Le séminaire a lieu le lundi
7 avril 2003 de 14h30 à 15h30
dans la salle de réunion
du PHC (Observatoire de Nice).
Dust Disks around Main-Sequence Stars
Institite of Physics, University of Potsdam, Germany
Our Sun is known to be immersed in an extended ethereal dust cloud
produced and continuously replenished by small bodies - comets,
asteroids, and Kuiper Belt Objects. Similarly, other main-sequence stars
can harbor non-primordial dust disks maintained by invisible small
bodies (comets, planetesimals). By now, many of these circumstellar
disks have been detected and some imaged with modern observational
techniques.
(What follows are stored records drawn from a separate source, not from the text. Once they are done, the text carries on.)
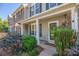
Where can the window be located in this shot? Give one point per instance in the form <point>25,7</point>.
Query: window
<point>38,8</point>
<point>32,10</point>
<point>50,5</point>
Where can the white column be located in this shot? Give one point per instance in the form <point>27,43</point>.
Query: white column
<point>74,19</point>
<point>21,29</point>
<point>37,31</point>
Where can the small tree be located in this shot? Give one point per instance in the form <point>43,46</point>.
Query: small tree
<point>62,38</point>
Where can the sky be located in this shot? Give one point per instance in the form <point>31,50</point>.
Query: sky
<point>7,8</point>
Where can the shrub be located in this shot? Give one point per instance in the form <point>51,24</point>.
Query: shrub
<point>62,38</point>
<point>28,42</point>
<point>33,52</point>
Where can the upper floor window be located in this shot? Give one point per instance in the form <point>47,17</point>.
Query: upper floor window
<point>32,10</point>
<point>37,8</point>
<point>50,5</point>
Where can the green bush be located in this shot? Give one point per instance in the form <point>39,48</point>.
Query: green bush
<point>62,38</point>
<point>28,42</point>
<point>33,52</point>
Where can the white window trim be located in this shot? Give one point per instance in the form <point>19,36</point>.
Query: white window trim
<point>49,28</point>
<point>35,28</point>
<point>50,7</point>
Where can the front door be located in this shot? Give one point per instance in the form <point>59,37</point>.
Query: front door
<point>52,25</point>
<point>33,29</point>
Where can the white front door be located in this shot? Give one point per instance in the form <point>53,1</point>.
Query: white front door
<point>51,26</point>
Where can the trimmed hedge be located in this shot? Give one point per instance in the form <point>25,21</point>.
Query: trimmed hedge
<point>28,43</point>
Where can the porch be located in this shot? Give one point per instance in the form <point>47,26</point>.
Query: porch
<point>41,26</point>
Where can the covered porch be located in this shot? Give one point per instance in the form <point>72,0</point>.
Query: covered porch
<point>40,27</point>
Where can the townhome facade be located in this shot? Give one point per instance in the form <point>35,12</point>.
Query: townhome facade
<point>38,19</point>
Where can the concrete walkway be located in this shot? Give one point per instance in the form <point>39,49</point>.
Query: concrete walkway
<point>48,50</point>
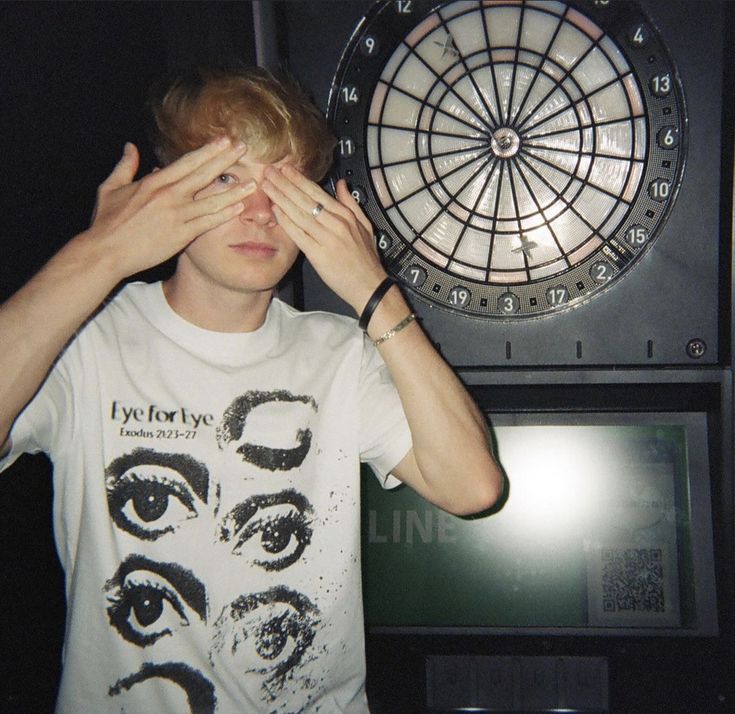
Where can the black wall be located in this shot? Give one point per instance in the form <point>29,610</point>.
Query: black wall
<point>73,78</point>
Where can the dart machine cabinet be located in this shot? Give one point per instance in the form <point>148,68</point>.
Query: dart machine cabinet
<point>550,182</point>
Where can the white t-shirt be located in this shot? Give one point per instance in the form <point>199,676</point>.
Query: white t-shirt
<point>206,507</point>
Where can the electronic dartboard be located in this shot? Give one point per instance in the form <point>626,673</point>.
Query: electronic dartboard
<point>520,159</point>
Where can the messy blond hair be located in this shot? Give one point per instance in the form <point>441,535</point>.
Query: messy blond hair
<point>273,116</point>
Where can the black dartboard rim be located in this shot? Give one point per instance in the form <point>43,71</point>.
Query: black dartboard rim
<point>525,285</point>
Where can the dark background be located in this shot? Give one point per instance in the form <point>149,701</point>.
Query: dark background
<point>73,80</point>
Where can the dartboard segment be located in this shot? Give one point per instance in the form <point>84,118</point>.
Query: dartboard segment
<point>515,157</point>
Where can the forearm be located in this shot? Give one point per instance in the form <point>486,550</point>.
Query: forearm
<point>38,320</point>
<point>456,469</point>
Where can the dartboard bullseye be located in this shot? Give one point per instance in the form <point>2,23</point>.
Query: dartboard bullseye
<point>516,157</point>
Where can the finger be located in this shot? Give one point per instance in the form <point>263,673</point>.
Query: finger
<point>203,223</point>
<point>197,168</point>
<point>219,201</point>
<point>304,242</point>
<point>125,169</point>
<point>300,191</point>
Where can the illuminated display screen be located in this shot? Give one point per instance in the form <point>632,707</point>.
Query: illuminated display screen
<point>606,528</point>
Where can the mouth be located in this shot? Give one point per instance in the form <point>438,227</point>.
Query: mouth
<point>254,249</point>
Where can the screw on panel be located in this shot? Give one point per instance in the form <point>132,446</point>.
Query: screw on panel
<point>696,348</point>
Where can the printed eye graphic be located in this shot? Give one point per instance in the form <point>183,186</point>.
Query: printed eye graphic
<point>271,530</point>
<point>198,690</point>
<point>151,494</point>
<point>239,421</point>
<point>267,633</point>
<point>149,600</point>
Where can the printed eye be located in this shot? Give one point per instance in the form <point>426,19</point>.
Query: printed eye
<point>250,418</point>
<point>199,691</point>
<point>272,525</point>
<point>150,494</point>
<point>150,600</point>
<point>267,633</point>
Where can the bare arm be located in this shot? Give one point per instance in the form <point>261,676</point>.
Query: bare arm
<point>451,463</point>
<point>137,224</point>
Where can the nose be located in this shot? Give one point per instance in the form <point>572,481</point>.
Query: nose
<point>258,209</point>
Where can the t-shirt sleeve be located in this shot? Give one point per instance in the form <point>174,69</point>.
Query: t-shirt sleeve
<point>384,434</point>
<point>40,425</point>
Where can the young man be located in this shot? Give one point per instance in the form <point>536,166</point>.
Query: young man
<point>206,437</point>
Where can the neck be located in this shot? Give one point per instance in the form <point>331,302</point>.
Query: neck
<point>216,308</point>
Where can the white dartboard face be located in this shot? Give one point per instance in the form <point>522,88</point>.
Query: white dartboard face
<point>516,157</point>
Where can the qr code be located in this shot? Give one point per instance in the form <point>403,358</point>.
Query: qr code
<point>632,580</point>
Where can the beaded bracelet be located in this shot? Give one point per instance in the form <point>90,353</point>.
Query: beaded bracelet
<point>395,330</point>
<point>373,302</point>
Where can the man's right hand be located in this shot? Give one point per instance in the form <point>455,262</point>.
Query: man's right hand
<point>139,224</point>
<point>136,225</point>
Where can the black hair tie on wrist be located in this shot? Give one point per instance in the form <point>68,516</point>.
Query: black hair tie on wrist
<point>373,302</point>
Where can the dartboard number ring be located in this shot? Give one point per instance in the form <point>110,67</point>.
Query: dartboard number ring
<point>515,158</point>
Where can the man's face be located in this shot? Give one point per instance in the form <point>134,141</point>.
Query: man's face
<point>248,253</point>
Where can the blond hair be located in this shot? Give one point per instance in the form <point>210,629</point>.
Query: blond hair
<point>273,116</point>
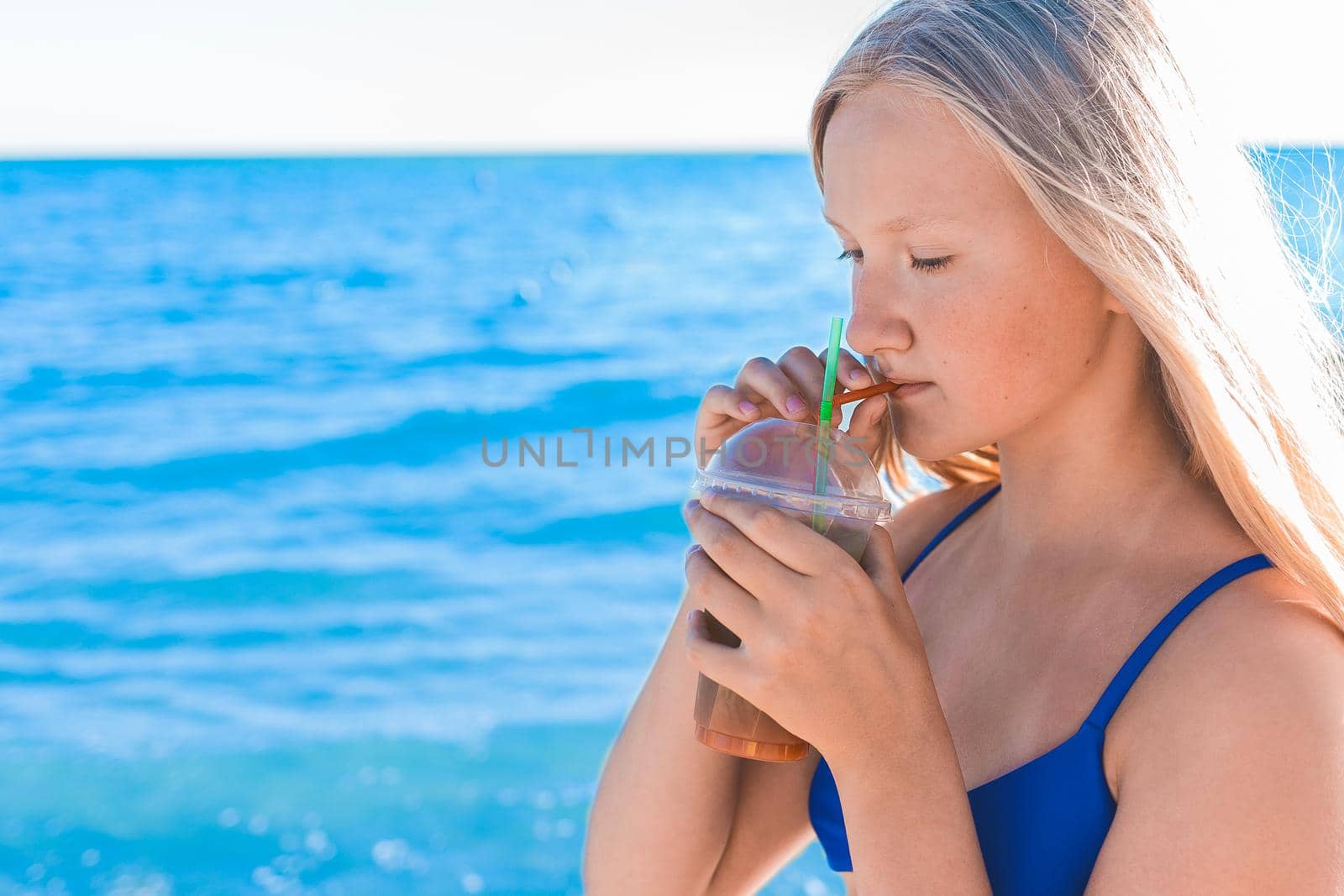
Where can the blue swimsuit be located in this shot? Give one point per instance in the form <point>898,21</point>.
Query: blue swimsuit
<point>1042,824</point>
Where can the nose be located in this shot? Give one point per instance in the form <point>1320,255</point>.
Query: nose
<point>877,322</point>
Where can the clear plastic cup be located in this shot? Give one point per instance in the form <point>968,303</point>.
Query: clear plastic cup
<point>774,461</point>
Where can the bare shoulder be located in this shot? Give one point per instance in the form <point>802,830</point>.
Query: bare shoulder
<point>1257,653</point>
<point>1230,752</point>
<point>916,521</point>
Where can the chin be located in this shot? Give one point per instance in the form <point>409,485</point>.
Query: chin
<point>934,446</point>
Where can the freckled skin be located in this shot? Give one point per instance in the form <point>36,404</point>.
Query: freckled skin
<point>1008,328</point>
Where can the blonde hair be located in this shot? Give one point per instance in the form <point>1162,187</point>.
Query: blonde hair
<point>1085,107</point>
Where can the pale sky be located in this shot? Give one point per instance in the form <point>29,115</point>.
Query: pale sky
<point>174,76</point>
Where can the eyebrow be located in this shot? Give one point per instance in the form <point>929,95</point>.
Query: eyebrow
<point>904,222</point>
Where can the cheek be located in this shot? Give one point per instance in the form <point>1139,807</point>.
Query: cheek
<point>1015,349</point>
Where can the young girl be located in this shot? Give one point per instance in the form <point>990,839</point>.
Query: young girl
<point>1108,654</point>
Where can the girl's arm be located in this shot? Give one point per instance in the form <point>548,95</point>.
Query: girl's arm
<point>664,801</point>
<point>672,815</point>
<point>1230,768</point>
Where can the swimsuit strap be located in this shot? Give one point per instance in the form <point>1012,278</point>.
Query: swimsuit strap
<point>953,524</point>
<point>1119,687</point>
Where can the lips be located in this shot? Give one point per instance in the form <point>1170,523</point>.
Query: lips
<point>893,378</point>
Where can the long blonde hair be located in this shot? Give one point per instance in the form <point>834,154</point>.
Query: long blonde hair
<point>1085,107</point>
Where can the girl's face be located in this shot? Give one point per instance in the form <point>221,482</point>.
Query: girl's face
<point>969,291</point>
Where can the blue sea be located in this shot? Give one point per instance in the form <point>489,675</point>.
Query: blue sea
<point>273,616</point>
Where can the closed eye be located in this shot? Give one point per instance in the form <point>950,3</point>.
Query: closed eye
<point>918,264</point>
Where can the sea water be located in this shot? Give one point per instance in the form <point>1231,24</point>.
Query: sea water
<point>275,617</point>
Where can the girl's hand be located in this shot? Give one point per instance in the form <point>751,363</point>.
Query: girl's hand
<point>788,389</point>
<point>830,647</point>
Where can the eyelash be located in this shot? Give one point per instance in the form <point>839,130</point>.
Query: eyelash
<point>918,264</point>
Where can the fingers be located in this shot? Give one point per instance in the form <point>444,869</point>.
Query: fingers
<point>730,402</point>
<point>851,372</point>
<point>764,380</point>
<point>717,661</point>
<point>711,589</point>
<point>763,548</point>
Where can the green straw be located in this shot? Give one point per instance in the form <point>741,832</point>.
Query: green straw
<point>828,390</point>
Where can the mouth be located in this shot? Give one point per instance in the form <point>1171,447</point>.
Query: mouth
<point>907,389</point>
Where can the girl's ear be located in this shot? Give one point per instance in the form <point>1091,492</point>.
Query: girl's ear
<point>1112,304</point>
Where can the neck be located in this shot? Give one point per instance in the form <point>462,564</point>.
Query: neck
<point>1099,472</point>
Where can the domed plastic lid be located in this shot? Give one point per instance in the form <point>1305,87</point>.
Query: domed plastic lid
<point>777,459</point>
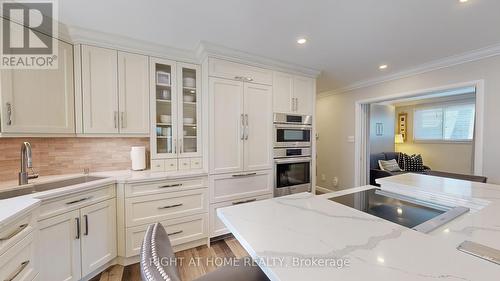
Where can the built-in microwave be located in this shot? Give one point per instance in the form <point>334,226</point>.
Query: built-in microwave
<point>292,130</point>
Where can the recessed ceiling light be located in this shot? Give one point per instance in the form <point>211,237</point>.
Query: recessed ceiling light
<point>301,41</point>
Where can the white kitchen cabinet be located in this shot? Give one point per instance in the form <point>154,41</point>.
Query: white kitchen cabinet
<point>293,94</point>
<point>76,243</point>
<point>133,90</point>
<point>100,90</point>
<point>39,101</point>
<point>240,126</point>
<point>259,127</point>
<point>282,92</point>
<point>303,91</point>
<point>226,125</point>
<point>59,247</point>
<point>98,235</point>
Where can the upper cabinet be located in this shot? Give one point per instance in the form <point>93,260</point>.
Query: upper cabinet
<point>293,94</point>
<point>115,94</point>
<point>175,114</point>
<point>241,72</point>
<point>39,101</point>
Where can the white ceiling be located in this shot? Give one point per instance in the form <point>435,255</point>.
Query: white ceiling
<point>348,39</point>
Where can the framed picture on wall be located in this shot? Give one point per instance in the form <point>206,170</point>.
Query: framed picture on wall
<point>402,124</point>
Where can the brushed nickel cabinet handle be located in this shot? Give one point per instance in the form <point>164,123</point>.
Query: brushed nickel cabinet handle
<point>170,206</point>
<point>15,232</point>
<point>244,201</point>
<point>246,127</point>
<point>174,233</point>
<point>170,185</point>
<point>115,119</point>
<point>77,221</point>
<point>244,175</point>
<point>86,219</point>
<point>78,200</point>
<point>242,118</point>
<point>9,113</point>
<point>14,274</point>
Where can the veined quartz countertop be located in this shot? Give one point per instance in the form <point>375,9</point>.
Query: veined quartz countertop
<point>302,228</point>
<point>11,208</point>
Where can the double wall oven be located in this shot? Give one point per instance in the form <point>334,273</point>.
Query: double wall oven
<point>292,153</point>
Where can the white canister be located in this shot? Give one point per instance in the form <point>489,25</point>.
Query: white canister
<point>138,157</point>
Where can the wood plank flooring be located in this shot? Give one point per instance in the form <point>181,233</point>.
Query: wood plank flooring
<point>226,248</point>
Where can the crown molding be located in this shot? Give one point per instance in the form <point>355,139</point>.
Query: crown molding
<point>78,35</point>
<point>207,49</point>
<point>475,55</point>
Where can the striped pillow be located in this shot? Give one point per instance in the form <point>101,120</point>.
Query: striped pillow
<point>390,166</point>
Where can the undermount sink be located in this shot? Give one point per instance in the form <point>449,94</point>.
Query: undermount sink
<point>47,186</point>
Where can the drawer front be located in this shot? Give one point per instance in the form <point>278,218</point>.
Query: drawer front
<point>19,263</point>
<point>196,163</point>
<point>241,185</point>
<point>139,189</point>
<point>170,165</point>
<point>217,227</point>
<point>56,206</point>
<point>181,231</point>
<point>157,165</point>
<point>16,231</point>
<point>184,164</point>
<point>231,70</point>
<point>153,208</point>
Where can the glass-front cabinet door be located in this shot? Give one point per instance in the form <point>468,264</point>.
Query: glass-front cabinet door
<point>163,108</point>
<point>189,117</point>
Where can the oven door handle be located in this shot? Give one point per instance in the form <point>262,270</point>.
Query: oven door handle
<point>293,160</point>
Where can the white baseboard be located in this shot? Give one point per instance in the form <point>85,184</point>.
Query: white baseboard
<point>323,189</point>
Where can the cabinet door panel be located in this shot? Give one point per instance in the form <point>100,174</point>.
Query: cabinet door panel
<point>282,92</point>
<point>59,248</point>
<point>40,101</point>
<point>98,245</point>
<point>226,128</point>
<point>303,89</point>
<point>259,127</point>
<point>100,90</point>
<point>133,77</point>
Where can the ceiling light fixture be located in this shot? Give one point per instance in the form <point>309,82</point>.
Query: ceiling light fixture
<point>301,41</point>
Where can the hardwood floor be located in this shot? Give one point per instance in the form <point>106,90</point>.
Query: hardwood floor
<point>227,248</point>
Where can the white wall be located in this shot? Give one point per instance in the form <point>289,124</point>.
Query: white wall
<point>336,113</point>
<point>383,114</point>
<point>446,157</point>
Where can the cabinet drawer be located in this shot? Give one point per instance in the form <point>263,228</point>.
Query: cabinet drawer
<point>170,165</point>
<point>184,164</point>
<point>19,262</point>
<point>236,71</point>
<point>241,185</point>
<point>181,231</point>
<point>56,206</point>
<point>153,208</point>
<point>217,227</point>
<point>15,231</point>
<point>196,163</point>
<point>139,189</point>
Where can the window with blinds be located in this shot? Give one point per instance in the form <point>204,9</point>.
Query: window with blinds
<point>451,122</point>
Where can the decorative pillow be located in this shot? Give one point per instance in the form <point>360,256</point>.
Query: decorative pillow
<point>414,163</point>
<point>390,166</point>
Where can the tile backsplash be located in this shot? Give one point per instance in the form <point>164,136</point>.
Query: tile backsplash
<point>53,156</point>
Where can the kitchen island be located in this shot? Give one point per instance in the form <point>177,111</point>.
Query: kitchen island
<point>307,237</point>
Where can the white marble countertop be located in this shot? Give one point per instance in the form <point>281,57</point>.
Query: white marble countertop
<point>11,208</point>
<point>301,227</point>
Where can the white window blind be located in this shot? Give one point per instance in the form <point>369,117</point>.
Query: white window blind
<point>454,122</point>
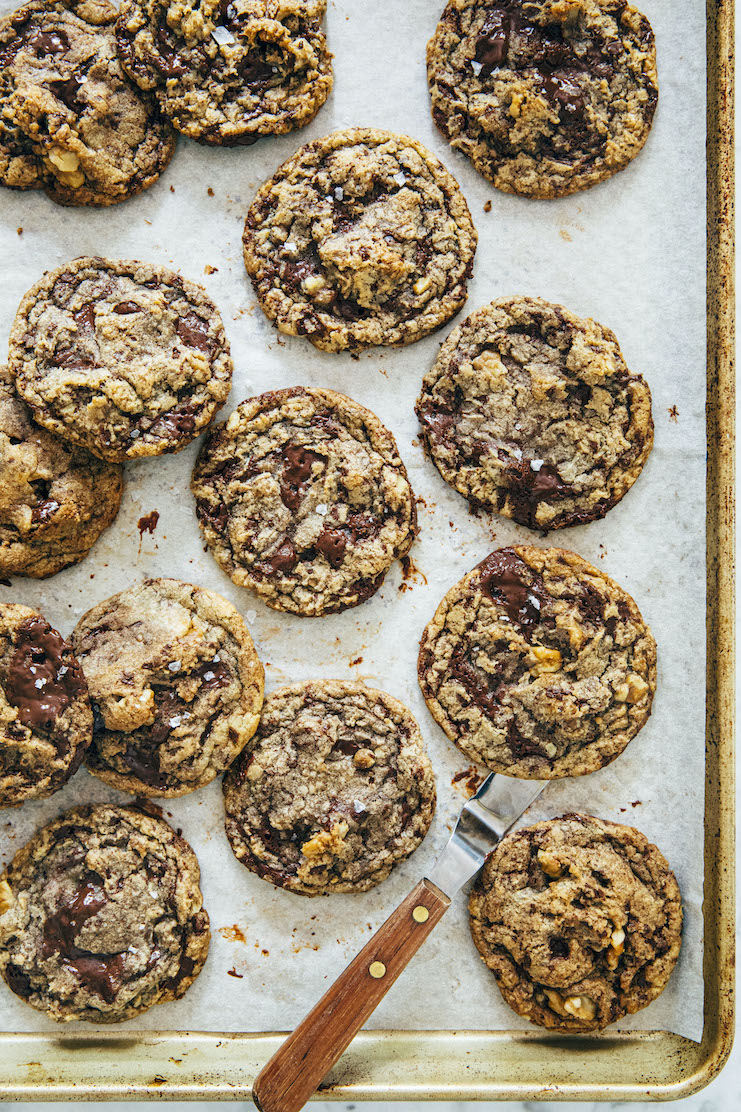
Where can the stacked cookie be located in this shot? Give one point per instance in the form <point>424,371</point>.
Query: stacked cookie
<point>91,96</point>
<point>535,664</point>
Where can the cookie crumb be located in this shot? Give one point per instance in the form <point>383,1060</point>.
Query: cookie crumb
<point>148,523</point>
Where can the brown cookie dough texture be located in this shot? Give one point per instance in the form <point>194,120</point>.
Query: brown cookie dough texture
<point>125,358</point>
<point>537,665</point>
<point>46,721</point>
<point>361,238</point>
<point>580,921</point>
<point>532,413</point>
<point>303,497</point>
<point>544,98</point>
<point>56,499</point>
<point>335,790</point>
<point>176,686</point>
<point>72,122</point>
<point>101,916</point>
<point>228,71</point>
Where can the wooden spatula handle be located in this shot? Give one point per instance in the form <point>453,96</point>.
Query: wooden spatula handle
<point>295,1071</point>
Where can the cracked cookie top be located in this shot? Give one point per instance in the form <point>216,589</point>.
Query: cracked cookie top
<point>362,238</point>
<point>580,920</point>
<point>334,791</point>
<point>46,721</point>
<point>126,358</point>
<point>56,498</point>
<point>532,413</point>
<point>72,122</point>
<point>228,71</point>
<point>175,683</point>
<point>302,496</point>
<point>537,665</point>
<point>545,98</point>
<point>101,916</point>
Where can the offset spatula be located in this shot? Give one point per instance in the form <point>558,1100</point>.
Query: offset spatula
<point>296,1070</point>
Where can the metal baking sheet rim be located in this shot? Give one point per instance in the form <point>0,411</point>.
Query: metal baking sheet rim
<point>384,1065</point>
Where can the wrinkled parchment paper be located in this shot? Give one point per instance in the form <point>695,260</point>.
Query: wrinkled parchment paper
<point>630,254</point>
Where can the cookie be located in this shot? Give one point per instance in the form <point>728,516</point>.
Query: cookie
<point>532,413</point>
<point>71,121</point>
<point>56,498</point>
<point>303,497</point>
<point>361,238</point>
<point>334,791</point>
<point>127,359</point>
<point>547,98</point>
<point>537,665</point>
<point>176,686</point>
<point>228,71</point>
<point>101,915</point>
<point>46,721</point>
<point>580,921</point>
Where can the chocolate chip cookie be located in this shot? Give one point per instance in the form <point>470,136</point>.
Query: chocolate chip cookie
<point>127,359</point>
<point>71,121</point>
<point>101,916</point>
<point>303,497</point>
<point>334,791</point>
<point>56,498</point>
<point>546,98</point>
<point>532,413</point>
<point>580,921</point>
<point>176,686</point>
<point>361,238</point>
<point>228,71</point>
<point>46,721</point>
<point>537,665</point>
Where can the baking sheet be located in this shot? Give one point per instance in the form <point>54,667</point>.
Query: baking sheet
<point>630,254</point>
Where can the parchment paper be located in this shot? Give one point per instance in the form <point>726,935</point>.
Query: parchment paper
<point>630,254</point>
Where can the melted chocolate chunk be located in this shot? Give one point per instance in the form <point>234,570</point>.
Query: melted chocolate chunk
<point>530,487</point>
<point>332,544</point>
<point>47,42</point>
<point>506,579</point>
<point>101,973</point>
<point>194,331</point>
<point>168,60</point>
<point>177,423</point>
<point>67,92</point>
<point>42,676</point>
<point>297,463</point>
<point>18,981</point>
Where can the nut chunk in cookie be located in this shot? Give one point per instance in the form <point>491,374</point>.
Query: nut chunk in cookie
<point>537,665</point>
<point>72,122</point>
<point>125,358</point>
<point>335,790</point>
<point>362,238</point>
<point>46,720</point>
<point>175,683</point>
<point>101,916</point>
<point>531,411</point>
<point>302,496</point>
<point>580,920</point>
<point>544,98</point>
<point>228,71</point>
<point>56,498</point>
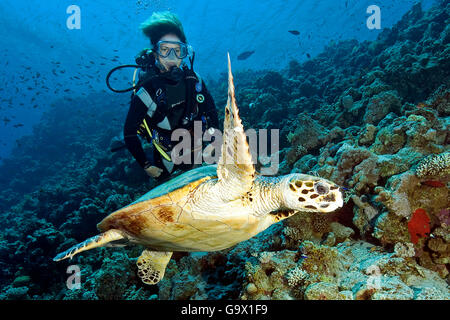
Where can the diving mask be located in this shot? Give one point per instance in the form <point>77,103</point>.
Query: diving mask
<point>173,49</point>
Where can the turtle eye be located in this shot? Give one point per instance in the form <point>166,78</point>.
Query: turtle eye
<point>321,188</point>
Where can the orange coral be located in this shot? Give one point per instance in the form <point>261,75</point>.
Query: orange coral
<point>419,225</point>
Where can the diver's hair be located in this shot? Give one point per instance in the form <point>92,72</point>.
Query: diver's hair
<point>160,24</point>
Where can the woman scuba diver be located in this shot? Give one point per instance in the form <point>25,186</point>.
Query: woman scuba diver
<point>169,95</point>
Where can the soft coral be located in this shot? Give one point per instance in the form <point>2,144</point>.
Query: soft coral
<point>419,225</point>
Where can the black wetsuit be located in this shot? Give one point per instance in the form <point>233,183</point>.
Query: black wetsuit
<point>146,104</point>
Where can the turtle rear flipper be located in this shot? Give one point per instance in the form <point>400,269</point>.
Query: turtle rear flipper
<point>100,240</point>
<point>152,265</point>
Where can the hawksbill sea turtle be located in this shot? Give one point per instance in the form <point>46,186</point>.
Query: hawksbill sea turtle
<point>212,207</point>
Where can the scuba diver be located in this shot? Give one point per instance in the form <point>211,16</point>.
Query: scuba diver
<point>169,95</point>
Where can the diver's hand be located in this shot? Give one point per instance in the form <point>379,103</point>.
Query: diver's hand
<point>153,171</point>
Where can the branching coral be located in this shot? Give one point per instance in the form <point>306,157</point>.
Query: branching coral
<point>434,166</point>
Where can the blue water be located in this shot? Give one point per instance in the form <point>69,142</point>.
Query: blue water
<point>362,107</point>
<point>36,43</point>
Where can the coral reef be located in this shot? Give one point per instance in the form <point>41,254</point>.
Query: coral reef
<point>372,117</point>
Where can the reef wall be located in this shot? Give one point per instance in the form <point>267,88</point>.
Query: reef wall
<point>372,117</point>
We start with an overview of current observational knowledge
about the disks, including disk dimensions and geometry, dust properties,
gas contents, dependence of disk properties on the stellar age. We then
outline main physical mechanisms acting in such disks. First we consider
an "unperturbed" disk (ignoring a possible planet inside) to show
that destructive collisions between constituent particles together with
radiation pressure forces are largely responsible for setting up size
distributions of grains. Next, the interaction of a dust disk with
embedded planets is considered. Secular and resonant perturbations as
well as close encounters of dust grains with an alleged planet would
induce a variety of features (warps, inner gaps, voids, clumps, etc.) in
the disk. These can be directly observed, which offers an indirect
method to search for extrasolar planets. To summarize, disks around
main-sequence stars: are common observational phenomena; appear
naturally in the context of planetary system formation theories; can be
used as tracers of planets, small bodies, and circumstellar environments;
may act as a source of interstellar material.